Se i Trani nascono alla fine dell’Ottocento, è nel Secondo dopoguerra che spopolano, fino ad essere appunto ‘catturati’ nella canzone di un artista istrionico come Gaber. E in effetti è nei Trani che tanti altri artisti hanno trovato spazio per esprimersi, cantare e farsi conoscere.
Su Facebook si trovano diverse pagine che ricordano le vecchie osterie milanesi, e una delle più documentate si chiama proprio ‘El trani e la canzon milanesa’. Uno degli amministratori di questa pagina è Giovanni Manzari, che dal cognome tradisce le sue origini baresi. A lui, che è un dialettologo nonché cultore della canzone milanese e della storia delle vecchie osterie di Milano, abbiamo chiesto alcune delucidazioni su come il nome della cittadina pugliese è finito con il diventare sinonimo di osteria.
“Sono quei termini locali che non si potrebbe dire che facciano parte della lingua italiana nel senso più stretto. Si tratta di termini dialettali che però poi, di fatto, entrano nell’italiano e possono essere anche registrati dalla lessicografia nazionale come voci locali”. Come in effetti è avvenuto. Non si trattava, come avrete forse intuito se avete ascoltato la canzone di Gaber, di posti ‘da fighetti’ o alla moda: erano posti ‘permale’.

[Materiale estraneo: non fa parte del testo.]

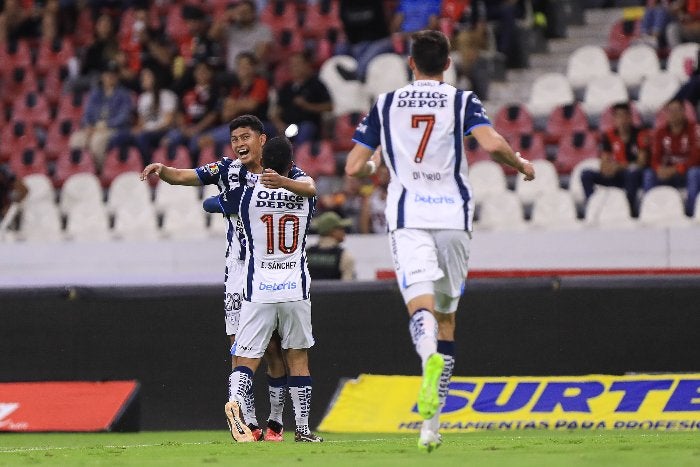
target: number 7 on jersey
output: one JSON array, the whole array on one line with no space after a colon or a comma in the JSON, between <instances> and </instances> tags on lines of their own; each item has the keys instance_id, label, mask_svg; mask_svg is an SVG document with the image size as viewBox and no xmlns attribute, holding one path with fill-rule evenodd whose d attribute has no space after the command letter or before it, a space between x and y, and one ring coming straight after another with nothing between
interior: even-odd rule
<instances>
[{"instance_id":1,"label":"number 7 on jersey","mask_svg":"<svg viewBox=\"0 0 700 467\"><path fill-rule=\"evenodd\" d=\"M433 132L433 127L435 126L435 115L411 115L411 128L418 128L418 125L423 122L426 123L425 131L423 132L423 137L420 140L418 151L416 151L416 158L414 159L418 164L423 161L425 147L428 145L430 134Z\"/></svg>"}]
</instances>

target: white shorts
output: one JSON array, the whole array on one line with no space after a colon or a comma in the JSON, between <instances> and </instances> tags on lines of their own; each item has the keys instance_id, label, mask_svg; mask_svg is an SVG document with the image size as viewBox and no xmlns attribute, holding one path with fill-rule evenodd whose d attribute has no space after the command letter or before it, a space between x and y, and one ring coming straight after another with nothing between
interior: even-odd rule
<instances>
[{"instance_id":1,"label":"white shorts","mask_svg":"<svg viewBox=\"0 0 700 467\"><path fill-rule=\"evenodd\" d=\"M432 284L436 311L457 309L464 292L471 236L464 230L397 229L389 232L396 280L408 303L424 289L411 285Z\"/></svg>"},{"instance_id":2,"label":"white shorts","mask_svg":"<svg viewBox=\"0 0 700 467\"><path fill-rule=\"evenodd\" d=\"M224 280L224 321L226 335L235 336L238 331L238 320L241 315L243 302L243 286L245 283L245 263L238 260L226 260L226 278Z\"/></svg>"},{"instance_id":3,"label":"white shorts","mask_svg":"<svg viewBox=\"0 0 700 467\"><path fill-rule=\"evenodd\" d=\"M236 336L236 356L260 358L277 329L283 349L308 349L314 345L311 300L280 303L243 301Z\"/></svg>"}]
</instances>

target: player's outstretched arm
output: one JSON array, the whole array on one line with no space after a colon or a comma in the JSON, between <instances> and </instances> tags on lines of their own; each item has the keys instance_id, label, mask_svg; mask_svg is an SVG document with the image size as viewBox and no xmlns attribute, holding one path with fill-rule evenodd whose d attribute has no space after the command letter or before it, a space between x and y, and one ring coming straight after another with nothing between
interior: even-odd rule
<instances>
[{"instance_id":1,"label":"player's outstretched arm","mask_svg":"<svg viewBox=\"0 0 700 467\"><path fill-rule=\"evenodd\" d=\"M525 180L535 179L535 169L532 163L514 152L510 144L493 127L482 125L472 129L472 135L476 138L482 148L484 148L491 158L501 164L513 167L515 170L525 175Z\"/></svg>"},{"instance_id":2,"label":"player's outstretched arm","mask_svg":"<svg viewBox=\"0 0 700 467\"><path fill-rule=\"evenodd\" d=\"M146 180L150 174L158 175L161 180L171 185L198 186L202 184L194 169L176 169L160 162L148 164L141 172L141 180Z\"/></svg>"}]
</instances>

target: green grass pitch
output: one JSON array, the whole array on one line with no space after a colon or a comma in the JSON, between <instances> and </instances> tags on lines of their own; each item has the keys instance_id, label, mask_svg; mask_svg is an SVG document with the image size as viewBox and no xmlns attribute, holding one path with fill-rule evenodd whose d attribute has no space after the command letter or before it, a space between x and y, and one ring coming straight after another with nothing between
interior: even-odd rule
<instances>
[{"instance_id":1,"label":"green grass pitch","mask_svg":"<svg viewBox=\"0 0 700 467\"><path fill-rule=\"evenodd\" d=\"M322 444L234 444L225 430L96 434L0 433L0 466L698 466L700 433L510 431L447 434L418 451L417 435L326 434Z\"/></svg>"}]
</instances>

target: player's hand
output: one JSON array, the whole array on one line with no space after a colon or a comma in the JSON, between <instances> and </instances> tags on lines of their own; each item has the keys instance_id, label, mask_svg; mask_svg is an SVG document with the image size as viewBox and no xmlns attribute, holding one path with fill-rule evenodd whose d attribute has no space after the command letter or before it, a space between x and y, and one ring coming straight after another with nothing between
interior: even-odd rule
<instances>
[{"instance_id":1,"label":"player's hand","mask_svg":"<svg viewBox=\"0 0 700 467\"><path fill-rule=\"evenodd\" d=\"M262 177L260 177L260 183L265 188L283 188L285 180L286 177L281 176L272 169L265 169Z\"/></svg>"},{"instance_id":2,"label":"player's hand","mask_svg":"<svg viewBox=\"0 0 700 467\"><path fill-rule=\"evenodd\" d=\"M156 174L160 177L160 172L163 170L163 164L156 162L154 164L148 164L143 172L141 172L141 180L146 180L150 174Z\"/></svg>"}]
</instances>

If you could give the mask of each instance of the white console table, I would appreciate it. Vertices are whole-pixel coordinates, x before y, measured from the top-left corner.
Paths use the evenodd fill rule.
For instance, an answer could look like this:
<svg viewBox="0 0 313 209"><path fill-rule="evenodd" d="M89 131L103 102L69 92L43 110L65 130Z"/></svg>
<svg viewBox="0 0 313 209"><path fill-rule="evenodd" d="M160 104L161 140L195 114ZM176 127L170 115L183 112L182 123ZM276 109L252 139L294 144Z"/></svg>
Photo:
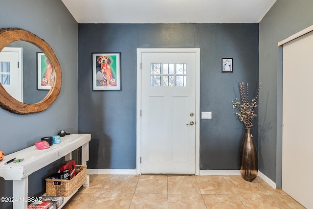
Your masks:
<svg viewBox="0 0 313 209"><path fill-rule="evenodd" d="M13 201L13 209L27 209L28 176L33 172L63 157L65 157L66 161L71 160L71 152L81 146L82 164L87 165L87 162L89 160L89 143L90 139L90 134L71 134L62 137L61 143L53 144L48 149L39 150L34 145L6 155L0 163L0 176L5 180L13 180L13 197L18 200ZM23 158L24 160L19 163L4 164L4 163L14 158ZM89 185L88 177L84 186Z"/></svg>

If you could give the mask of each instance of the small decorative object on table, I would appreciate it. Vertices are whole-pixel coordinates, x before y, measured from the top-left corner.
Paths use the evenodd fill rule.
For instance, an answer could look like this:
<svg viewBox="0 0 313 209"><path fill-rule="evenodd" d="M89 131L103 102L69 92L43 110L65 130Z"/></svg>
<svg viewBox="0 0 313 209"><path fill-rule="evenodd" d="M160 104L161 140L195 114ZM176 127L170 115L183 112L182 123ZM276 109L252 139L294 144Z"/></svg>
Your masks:
<svg viewBox="0 0 313 209"><path fill-rule="evenodd" d="M257 116L254 113L254 108L257 107L261 83L259 84L256 97L251 100L251 103L249 101L248 85L247 83L246 92L244 82L239 83L241 104L237 98L233 99L232 103L233 109L239 110L236 115L246 126L246 134L240 147L240 173L245 180L251 182L258 176L258 155L251 134L251 128L253 125L252 120Z"/></svg>
<svg viewBox="0 0 313 209"><path fill-rule="evenodd" d="M2 150L0 150L0 162L3 160L3 158L4 158L4 153Z"/></svg>

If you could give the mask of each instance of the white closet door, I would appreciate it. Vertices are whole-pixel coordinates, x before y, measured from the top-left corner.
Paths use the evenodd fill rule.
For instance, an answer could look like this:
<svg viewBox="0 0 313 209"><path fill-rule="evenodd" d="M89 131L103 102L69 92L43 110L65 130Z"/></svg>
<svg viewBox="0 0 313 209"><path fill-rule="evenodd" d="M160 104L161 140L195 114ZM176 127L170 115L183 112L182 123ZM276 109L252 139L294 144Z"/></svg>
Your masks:
<svg viewBox="0 0 313 209"><path fill-rule="evenodd" d="M313 208L313 32L284 45L282 189Z"/></svg>

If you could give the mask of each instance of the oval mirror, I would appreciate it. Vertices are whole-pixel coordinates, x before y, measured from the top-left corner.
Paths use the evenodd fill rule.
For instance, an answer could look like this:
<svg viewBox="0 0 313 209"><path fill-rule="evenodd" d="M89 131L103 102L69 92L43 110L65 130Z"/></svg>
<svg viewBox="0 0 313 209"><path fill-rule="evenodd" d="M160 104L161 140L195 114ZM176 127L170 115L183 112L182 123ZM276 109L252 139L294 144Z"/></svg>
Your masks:
<svg viewBox="0 0 313 209"><path fill-rule="evenodd" d="M33 101L29 102L30 103L34 102L33 104L21 102L19 101L18 98L12 97L3 87L5 80L4 78L6 78L5 76L7 77L7 75L5 75L6 73L5 67L6 65L7 65L7 64L6 63L1 64L0 66L0 73L2 73L1 76L2 80L0 81L0 106L2 109L17 114L26 115L39 113L48 108L56 99L60 93L62 81L60 64L53 51L48 44L33 33L18 28L0 29L0 51L1 51L7 46L11 46L9 45L10 44L17 41L24 41L38 47L39 49L37 52L37 58L41 56L45 57L46 64L49 65L49 68L52 70L51 74L53 74L53 78L51 79L51 83L49 84L49 86L50 86L48 87L50 90L48 90L47 93L46 93L46 91L44 91L46 92L45 93L45 94L46 93L45 96L34 95L35 97L40 98L40 99L37 98L38 100L44 97L41 100L38 102L36 99L29 100ZM37 62L37 68L38 68L38 62ZM36 70L37 70L37 72L40 71L38 69L36 69ZM36 70L34 70L35 72L36 71ZM36 76L38 77L36 78L38 80L39 76L37 75ZM1 84L3 84L3 86ZM45 87L43 87L42 89L41 87L39 89L45 89ZM42 93L41 94L42 94Z"/></svg>

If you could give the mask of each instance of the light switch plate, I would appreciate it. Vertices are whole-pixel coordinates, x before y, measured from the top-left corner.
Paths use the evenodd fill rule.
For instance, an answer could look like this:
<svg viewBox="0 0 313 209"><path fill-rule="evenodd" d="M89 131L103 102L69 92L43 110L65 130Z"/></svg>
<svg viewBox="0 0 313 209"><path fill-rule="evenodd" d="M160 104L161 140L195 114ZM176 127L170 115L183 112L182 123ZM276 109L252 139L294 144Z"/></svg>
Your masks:
<svg viewBox="0 0 313 209"><path fill-rule="evenodd" d="M212 112L201 112L201 119L212 119Z"/></svg>

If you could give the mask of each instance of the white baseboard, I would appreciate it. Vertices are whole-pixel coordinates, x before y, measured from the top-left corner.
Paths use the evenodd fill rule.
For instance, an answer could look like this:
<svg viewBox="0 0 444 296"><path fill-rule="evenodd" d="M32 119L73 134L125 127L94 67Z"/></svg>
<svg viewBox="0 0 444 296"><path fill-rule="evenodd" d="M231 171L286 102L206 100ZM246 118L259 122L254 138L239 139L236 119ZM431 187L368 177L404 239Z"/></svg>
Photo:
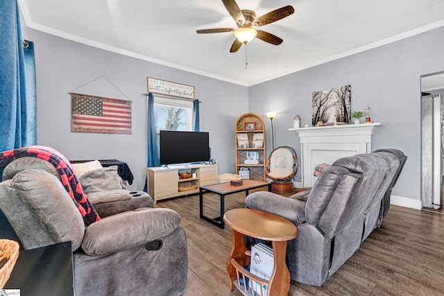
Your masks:
<svg viewBox="0 0 444 296"><path fill-rule="evenodd" d="M393 195L390 197L390 204L420 210L422 208L421 201L420 200Z"/></svg>

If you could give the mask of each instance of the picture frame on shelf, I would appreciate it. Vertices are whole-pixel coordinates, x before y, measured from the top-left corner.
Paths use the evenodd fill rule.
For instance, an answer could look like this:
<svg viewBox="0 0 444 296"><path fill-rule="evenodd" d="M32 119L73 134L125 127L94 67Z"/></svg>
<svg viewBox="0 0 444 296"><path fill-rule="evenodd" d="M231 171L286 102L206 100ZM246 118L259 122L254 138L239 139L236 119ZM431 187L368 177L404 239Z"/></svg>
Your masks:
<svg viewBox="0 0 444 296"><path fill-rule="evenodd" d="M252 131L256 130L256 123L255 122L246 122L245 123L245 130Z"/></svg>
<svg viewBox="0 0 444 296"><path fill-rule="evenodd" d="M237 134L237 148L240 149L250 148L248 134Z"/></svg>
<svg viewBox="0 0 444 296"><path fill-rule="evenodd" d="M264 148L264 134L262 132L255 134L253 137L253 148L257 149Z"/></svg>
<svg viewBox="0 0 444 296"><path fill-rule="evenodd" d="M247 160L259 160L259 152L248 151L247 152Z"/></svg>

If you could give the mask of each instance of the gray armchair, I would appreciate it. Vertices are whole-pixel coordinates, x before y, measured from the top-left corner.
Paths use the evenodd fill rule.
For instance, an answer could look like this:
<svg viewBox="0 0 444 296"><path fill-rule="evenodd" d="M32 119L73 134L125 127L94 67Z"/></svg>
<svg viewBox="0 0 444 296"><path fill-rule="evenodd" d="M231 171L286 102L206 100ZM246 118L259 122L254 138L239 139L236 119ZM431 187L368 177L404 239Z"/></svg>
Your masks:
<svg viewBox="0 0 444 296"><path fill-rule="evenodd" d="M0 183L0 209L26 250L71 241L76 295L185 291L187 242L174 211L137 208L85 227L62 183L42 169Z"/></svg>
<svg viewBox="0 0 444 296"><path fill-rule="evenodd" d="M400 173L402 155L390 150L342 158L323 170L309 191L289 198L259 191L246 198L248 208L298 227L287 250L292 279L321 286L380 225L383 198Z"/></svg>

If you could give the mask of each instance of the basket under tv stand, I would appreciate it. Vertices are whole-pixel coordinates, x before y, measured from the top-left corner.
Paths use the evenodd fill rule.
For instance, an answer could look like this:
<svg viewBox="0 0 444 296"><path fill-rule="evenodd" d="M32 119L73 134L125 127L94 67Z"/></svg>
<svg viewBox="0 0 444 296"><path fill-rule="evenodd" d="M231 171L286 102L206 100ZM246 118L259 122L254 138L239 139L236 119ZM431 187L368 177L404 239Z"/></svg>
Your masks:
<svg viewBox="0 0 444 296"><path fill-rule="evenodd" d="M183 171L196 177L180 179L179 173ZM157 200L198 193L200 186L217 183L217 164L206 163L146 168L147 191L155 204Z"/></svg>

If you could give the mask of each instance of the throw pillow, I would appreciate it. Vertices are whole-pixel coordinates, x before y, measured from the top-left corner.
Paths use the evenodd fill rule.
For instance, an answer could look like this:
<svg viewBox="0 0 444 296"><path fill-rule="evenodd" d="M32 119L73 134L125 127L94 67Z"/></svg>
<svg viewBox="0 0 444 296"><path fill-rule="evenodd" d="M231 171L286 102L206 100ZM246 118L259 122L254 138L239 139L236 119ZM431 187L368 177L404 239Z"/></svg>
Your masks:
<svg viewBox="0 0 444 296"><path fill-rule="evenodd" d="M71 241L73 250L78 248L83 239L85 224L56 176L40 169L25 170L14 176L11 185L56 242Z"/></svg>
<svg viewBox="0 0 444 296"><path fill-rule="evenodd" d="M97 168L86 172L79 178L85 193L121 189L122 180L117 175L117 166Z"/></svg>
<svg viewBox="0 0 444 296"><path fill-rule="evenodd" d="M74 173L76 173L77 177L79 179L87 172L96 168L102 168L102 165L99 160L94 160L92 162L83 162L81 164L71 164L71 166L72 166L72 169L74 170Z"/></svg>

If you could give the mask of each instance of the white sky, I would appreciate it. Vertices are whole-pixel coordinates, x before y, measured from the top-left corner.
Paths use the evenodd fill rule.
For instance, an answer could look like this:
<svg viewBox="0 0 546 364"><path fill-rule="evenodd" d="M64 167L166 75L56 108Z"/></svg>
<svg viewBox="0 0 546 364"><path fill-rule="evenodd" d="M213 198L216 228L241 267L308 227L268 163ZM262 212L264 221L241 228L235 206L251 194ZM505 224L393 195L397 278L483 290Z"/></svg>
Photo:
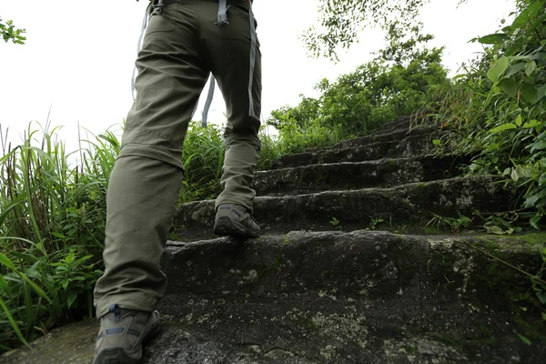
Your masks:
<svg viewBox="0 0 546 364"><path fill-rule="evenodd" d="M444 63L452 74L480 51L468 40L494 33L512 10L513 0L430 0L423 9L425 31L445 46ZM339 75L370 60L382 46L377 30L362 33L359 44L335 65L308 58L298 39L317 20L318 0L257 0L254 12L262 52L262 118L298 95L315 96L321 78ZM28 123L44 124L52 106L52 125L62 126L67 149L77 147L80 126L98 134L119 129L132 104L130 76L147 1L0 0L0 16L26 29L24 46L0 41L0 125L9 139L21 140ZM197 115L202 110L202 102ZM217 92L210 121L224 122L224 101Z"/></svg>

“Quando negli anni Settanta o Ottanta un milanese, parlando di un locale, diceva che era un ‘trani’, vi conferiva una sfumatura dispregiativa – spiega Manzari a Telebari -. Un postaccio, una bettolaccia di basso livello. E in milanese c’è anche il termine ‘tranatt’, che indica un tipico frequentatore di trani, cioè un avvinazzato, un ubriacone da osteria, a dimostrazione di come il termine si sia radicato nel milanese, al punto da creare dei derivati”.
Oltre ai ‘tranatt’, all’interno dei trani coesistevano diversi ‘tipi umani’: artisti spiantati o in attesa di consacrazione, pseudo intellettuali, anziani che giocavano a carte, uomini e donne in cerca dell’amore (anche a pagamento…), pregiudicati, gente da poco uscita dal carcere. “Il Trani era legato a un preciso contesto, a un’antropologia, a un ambiente, era un locale economico”, spiega Manzari. Un pezzo di storia di una Milano che non c’è più: “Oggi molti posti si chiamano osteria, ma non hanno nulla a che fare con le osterie di un tempo: mettono la tovaglia a quadri bianca e rossa, ma sono ristoranti di lusso da 80 euro a testa”.
Resta un piccolo mistero. Spesso sulle insegne dei vecchi Trani appariva infatti anche il toponimo Barletta, ma alla fine è stato Trani a prevalere nel linguaggio comune dei milanesi come sinonimo di osteria popolare. Sarà stato forse per la sua brevità? Chissà come sarebbe suonata la canzone di Gaber col titolo ‘Barletta a Gogò’.